To my surprise I was told that I was to work for two weeks on the island of New Britain and the next day we actually landed at Cape Hoskins airport. At the airport I showed the map and photo to some MAF pilots and during a very interesting talk they told me that there were some japanese aircraft just off the runway where the control tower and revetments used to be!
Here's the original AAF photo with some aircraft arrowed.........









I went with one of them into a plantation next to the runway and found what was left of two Val dive bombers amongst the trees.
One was half sunk into the ground with the engine attached but the centre section missing, the other was on it's u/c minus wheels, half a wing, engine and centre section.
I cleared the jungle from it and had this photo taken, we had some metric tools with us and ............. well you know 




That night I had a close look at the photo with a magnifying glass and found the wing shapes of Val dive bombers right where we found the two aircraft that afternoon. 
Here's a close-up..........they look u/s to me as does the runway!

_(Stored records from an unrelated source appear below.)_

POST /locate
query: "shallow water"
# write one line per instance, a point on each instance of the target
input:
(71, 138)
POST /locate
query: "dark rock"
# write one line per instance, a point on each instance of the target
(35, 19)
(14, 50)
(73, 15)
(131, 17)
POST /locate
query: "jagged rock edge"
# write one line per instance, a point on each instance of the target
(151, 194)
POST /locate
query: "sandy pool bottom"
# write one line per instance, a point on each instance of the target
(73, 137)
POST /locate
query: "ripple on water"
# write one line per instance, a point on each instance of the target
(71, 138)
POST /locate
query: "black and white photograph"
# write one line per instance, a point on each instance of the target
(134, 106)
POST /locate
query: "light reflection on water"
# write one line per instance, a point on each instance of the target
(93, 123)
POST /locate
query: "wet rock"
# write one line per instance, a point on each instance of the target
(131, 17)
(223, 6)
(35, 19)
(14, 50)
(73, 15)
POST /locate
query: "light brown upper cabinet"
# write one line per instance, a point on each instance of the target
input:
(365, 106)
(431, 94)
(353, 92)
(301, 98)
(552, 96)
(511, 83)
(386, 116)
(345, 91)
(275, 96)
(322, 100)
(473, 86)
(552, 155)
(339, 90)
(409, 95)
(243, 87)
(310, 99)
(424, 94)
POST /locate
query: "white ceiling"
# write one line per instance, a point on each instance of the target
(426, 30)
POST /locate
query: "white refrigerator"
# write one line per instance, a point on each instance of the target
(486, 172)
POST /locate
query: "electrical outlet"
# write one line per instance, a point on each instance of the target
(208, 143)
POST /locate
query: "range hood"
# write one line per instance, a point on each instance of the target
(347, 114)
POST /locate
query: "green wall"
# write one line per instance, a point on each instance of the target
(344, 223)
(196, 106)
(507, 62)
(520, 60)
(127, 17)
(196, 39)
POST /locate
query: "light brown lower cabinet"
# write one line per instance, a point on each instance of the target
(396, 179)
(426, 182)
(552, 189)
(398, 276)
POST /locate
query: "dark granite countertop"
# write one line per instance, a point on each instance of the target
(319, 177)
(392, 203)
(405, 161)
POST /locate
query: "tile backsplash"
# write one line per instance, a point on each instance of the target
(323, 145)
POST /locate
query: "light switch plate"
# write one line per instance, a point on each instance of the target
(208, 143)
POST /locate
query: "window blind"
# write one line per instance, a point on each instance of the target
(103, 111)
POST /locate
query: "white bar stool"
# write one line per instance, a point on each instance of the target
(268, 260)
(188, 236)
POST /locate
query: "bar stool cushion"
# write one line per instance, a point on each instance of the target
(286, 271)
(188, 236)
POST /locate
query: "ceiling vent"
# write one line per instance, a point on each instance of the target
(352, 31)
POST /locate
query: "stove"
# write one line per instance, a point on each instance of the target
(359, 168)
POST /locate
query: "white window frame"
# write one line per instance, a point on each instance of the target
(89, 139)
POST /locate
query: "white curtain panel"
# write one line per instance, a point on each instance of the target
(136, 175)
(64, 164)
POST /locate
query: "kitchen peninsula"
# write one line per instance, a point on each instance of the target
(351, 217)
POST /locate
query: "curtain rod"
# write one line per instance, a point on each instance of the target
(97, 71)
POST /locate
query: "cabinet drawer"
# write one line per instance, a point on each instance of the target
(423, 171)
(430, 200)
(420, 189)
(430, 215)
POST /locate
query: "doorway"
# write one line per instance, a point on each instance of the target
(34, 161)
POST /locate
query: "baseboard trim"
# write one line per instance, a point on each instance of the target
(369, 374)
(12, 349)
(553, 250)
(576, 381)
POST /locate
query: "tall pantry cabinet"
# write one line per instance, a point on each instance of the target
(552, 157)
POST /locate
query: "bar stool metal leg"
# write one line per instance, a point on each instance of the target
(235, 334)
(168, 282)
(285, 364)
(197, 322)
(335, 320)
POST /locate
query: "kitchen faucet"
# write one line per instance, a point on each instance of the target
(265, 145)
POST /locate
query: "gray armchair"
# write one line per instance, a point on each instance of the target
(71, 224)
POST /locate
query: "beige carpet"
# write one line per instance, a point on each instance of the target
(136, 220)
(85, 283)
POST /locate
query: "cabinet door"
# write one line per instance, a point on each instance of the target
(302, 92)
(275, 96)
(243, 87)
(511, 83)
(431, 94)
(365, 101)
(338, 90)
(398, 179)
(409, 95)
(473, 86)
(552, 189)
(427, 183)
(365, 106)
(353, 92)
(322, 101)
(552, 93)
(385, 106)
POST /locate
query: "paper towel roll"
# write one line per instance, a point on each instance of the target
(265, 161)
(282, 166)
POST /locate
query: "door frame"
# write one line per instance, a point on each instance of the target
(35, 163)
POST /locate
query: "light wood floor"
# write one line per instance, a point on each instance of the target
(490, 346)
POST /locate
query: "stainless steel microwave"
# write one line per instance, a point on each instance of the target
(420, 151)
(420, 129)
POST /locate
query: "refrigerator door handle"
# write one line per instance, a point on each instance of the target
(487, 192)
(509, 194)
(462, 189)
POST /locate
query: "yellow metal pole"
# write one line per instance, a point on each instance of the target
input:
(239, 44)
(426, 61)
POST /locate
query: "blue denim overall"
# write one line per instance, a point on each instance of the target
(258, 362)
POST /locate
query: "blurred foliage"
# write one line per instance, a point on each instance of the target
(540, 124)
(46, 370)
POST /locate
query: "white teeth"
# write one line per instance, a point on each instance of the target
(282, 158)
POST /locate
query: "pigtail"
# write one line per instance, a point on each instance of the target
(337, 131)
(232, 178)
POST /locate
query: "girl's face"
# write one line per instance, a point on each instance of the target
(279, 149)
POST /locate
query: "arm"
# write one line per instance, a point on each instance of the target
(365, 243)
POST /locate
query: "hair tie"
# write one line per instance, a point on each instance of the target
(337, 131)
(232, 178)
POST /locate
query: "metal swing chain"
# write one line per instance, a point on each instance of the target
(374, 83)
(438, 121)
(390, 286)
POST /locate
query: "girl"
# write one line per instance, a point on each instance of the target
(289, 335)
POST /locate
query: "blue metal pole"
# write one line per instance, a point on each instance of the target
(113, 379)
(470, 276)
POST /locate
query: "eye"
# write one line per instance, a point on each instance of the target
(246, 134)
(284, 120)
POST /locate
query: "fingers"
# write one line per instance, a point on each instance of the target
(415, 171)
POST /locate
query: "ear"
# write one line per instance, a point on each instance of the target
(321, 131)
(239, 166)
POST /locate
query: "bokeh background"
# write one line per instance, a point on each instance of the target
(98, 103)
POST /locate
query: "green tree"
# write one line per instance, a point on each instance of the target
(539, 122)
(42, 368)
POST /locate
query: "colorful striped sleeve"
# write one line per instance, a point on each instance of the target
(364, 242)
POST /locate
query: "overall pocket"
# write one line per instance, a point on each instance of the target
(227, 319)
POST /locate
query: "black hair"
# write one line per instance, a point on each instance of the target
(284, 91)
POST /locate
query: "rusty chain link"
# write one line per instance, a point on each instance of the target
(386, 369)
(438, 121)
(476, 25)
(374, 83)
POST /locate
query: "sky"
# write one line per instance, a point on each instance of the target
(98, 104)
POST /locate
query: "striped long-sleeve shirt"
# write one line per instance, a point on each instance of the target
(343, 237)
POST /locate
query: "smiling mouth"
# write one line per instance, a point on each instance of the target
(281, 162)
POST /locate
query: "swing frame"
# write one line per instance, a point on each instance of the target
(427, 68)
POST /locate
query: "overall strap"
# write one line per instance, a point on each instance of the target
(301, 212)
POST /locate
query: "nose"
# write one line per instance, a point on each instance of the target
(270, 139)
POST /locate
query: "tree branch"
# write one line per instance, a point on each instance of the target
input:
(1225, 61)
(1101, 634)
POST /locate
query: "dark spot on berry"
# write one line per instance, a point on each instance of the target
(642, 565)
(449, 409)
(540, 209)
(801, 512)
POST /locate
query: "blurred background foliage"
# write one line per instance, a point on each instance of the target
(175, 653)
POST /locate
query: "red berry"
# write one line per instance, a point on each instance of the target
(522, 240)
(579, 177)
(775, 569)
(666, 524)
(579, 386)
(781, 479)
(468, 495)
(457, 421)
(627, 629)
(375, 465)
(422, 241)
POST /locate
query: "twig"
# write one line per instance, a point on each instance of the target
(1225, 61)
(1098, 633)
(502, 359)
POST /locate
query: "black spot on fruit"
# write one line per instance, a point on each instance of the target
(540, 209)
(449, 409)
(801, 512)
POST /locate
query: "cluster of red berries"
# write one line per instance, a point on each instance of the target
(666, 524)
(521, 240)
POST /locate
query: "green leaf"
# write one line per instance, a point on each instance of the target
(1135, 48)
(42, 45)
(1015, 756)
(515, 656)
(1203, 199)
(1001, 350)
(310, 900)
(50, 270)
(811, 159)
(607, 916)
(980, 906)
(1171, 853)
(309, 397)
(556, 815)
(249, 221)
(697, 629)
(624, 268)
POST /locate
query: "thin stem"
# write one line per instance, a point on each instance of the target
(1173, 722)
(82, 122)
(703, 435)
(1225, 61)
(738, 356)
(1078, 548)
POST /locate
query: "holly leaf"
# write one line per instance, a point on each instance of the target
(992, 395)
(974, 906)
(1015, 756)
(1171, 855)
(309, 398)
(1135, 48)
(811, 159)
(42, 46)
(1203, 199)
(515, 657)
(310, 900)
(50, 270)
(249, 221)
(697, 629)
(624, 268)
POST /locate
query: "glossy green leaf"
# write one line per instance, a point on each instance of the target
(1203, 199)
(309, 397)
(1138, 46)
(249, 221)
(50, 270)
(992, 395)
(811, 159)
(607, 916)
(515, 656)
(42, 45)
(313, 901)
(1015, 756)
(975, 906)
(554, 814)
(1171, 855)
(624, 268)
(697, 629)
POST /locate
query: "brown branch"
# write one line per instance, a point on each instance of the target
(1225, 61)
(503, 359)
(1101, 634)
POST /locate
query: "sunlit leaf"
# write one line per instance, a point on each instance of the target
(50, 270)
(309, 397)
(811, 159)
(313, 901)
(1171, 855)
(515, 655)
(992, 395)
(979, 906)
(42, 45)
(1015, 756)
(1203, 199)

During my stay on the island we made a couple of trips into the jungle to hunt for rumoured aircraft but one turned out to be a drop-tank (now cut up and made into cooking pots) and another was a japanese army truck......... a great adventure to an interesting place though.

cheers,

-Flightpath
P.S. 
After I arrived back in Melbourne I visited a friend whose father was in the Australian Army fighting the japanese on New Britain, he asked me if the island still shook every afternoon, I said that it still did, he said that he and his fellow soldiers were more scared of the island blowing up than of the japanese!


----------



## ccheese (Nov 23, 2007)

Flightpath.... I envy you greatly. I got to Okinawa in the middle '60's hoping
to see something. Most of the pillboxes, etc were fenced off and no trespassing signs posted. I couldn't even find a tour to take me to any of the war zones. I was told "too much live ammo laying around" was the reason. Foo....

Charles


----------



## syscom3 (Nov 23, 2007)

Thanks for the pics!!!!

If you have anymore, please post them.


----------



## Flightpath (Nov 23, 2007)

I have been lucky ccheese,

since moveing to Norway I have also been to two RAF crash sites only 1/2 hour from my home.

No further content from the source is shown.